We should do a better job communicating the uncertainty of the value of new interventions and potential implications for healthcare decision-making. It is key to explain to non-expert stakeholders that the scientific endeavor implies that conclusions regarding the value of a novel intervention may change when additional evidence becomes available. 

Recommendations For An Uncertain Future

The COVID-19 pandemic has highlighted common areas of uncertainty associated with evaluating the clinical and economic value of novel interventions. It has forced us to reconsider how evidence is generated, the analytic methods underpinning value assessment, and the communication of findings to make value assessment more informative.

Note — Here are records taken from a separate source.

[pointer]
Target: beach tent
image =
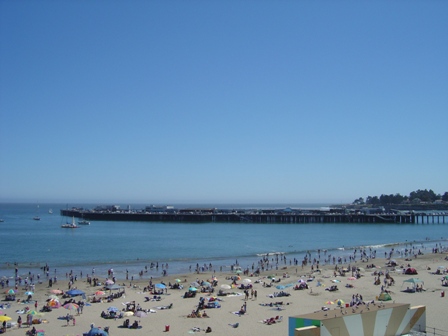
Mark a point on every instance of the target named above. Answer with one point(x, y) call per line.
point(384, 297)
point(411, 270)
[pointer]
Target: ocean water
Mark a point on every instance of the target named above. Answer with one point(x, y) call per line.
point(133, 245)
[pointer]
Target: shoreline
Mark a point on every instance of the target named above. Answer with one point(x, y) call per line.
point(299, 301)
point(224, 264)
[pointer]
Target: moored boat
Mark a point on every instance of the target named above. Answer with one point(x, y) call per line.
point(71, 225)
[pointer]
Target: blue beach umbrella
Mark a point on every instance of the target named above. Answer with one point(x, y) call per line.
point(95, 332)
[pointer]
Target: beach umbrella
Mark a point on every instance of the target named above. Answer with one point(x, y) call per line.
point(54, 303)
point(113, 287)
point(35, 313)
point(75, 292)
point(96, 332)
point(384, 297)
point(140, 313)
point(340, 302)
point(112, 309)
point(71, 306)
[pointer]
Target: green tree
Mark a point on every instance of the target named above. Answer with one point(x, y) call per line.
point(445, 196)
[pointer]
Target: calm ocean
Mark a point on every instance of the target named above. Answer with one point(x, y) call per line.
point(133, 245)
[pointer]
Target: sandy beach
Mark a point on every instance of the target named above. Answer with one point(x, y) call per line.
point(222, 319)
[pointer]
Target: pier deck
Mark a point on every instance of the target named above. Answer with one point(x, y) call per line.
point(268, 216)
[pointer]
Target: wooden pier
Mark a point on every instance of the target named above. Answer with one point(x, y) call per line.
point(272, 217)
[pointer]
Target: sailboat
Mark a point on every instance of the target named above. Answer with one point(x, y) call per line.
point(71, 225)
point(37, 214)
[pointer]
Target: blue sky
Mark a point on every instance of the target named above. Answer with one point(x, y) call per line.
point(222, 101)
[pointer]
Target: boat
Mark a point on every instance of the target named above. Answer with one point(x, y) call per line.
point(37, 214)
point(71, 225)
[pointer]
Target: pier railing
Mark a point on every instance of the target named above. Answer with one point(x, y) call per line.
point(275, 217)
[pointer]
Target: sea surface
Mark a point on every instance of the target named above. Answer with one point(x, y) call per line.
point(130, 246)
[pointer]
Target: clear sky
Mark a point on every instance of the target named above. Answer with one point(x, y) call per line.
point(222, 101)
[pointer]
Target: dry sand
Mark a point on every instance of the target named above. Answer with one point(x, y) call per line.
point(300, 301)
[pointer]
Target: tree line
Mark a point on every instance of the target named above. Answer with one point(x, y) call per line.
point(419, 196)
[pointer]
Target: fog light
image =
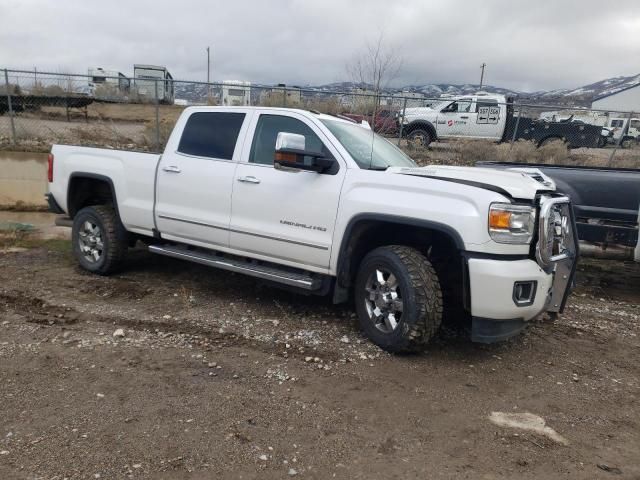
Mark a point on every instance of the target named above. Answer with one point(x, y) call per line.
point(524, 293)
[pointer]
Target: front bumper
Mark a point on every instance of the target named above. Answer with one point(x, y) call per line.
point(496, 315)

Increasingly, the evidence base for new interventions poses challenges for value assessment. Going forward, we offer the following recommendations. To inform timely health care decision-making, we need a more dynamic approach to value assessment, characterized by living evidence synthesis and living health economic evaluations. This is especially true for interventions where the evidence base at approval is uncertain but likely to develop rapidly. Additional evidence considered in such a synthesis should include studies with longer follow-up, additional endpoints, and better representation of minority populations, including well-designed observational studies.

In addition, economic models should include both parameter uncertainty and structural uncertainty to fully characterize the implications for decision-making. Reports summarizing the clinical and economic value should not only highlight the degree of uncertainty in the findings, but also provide explicit recommendations about additional data needs to make evaluations more informative.

It is also essential that gaps in evidence regarding treatment effects in minority populations be formally integrated into the framework used to determine the value of new interventions.

Finally, relevant stakeholders should develop a data infrastructure that includes freely available data sources which may help alleviate uncertainty, such as long-term registries and patient-representative databases. Better ways to convey the sources and magnitude of uncertainties in health technology assessments to different stakeholders should be developed.

Ultimately, we can only be certain that we are making appropriate policy decisions given the available evidence when the uncertainty that is inherent in that evidence is acknowledged in the analyses informing those decisions. Transparency and clear communication are essential to ensure trust in value assessment among all stakeholders.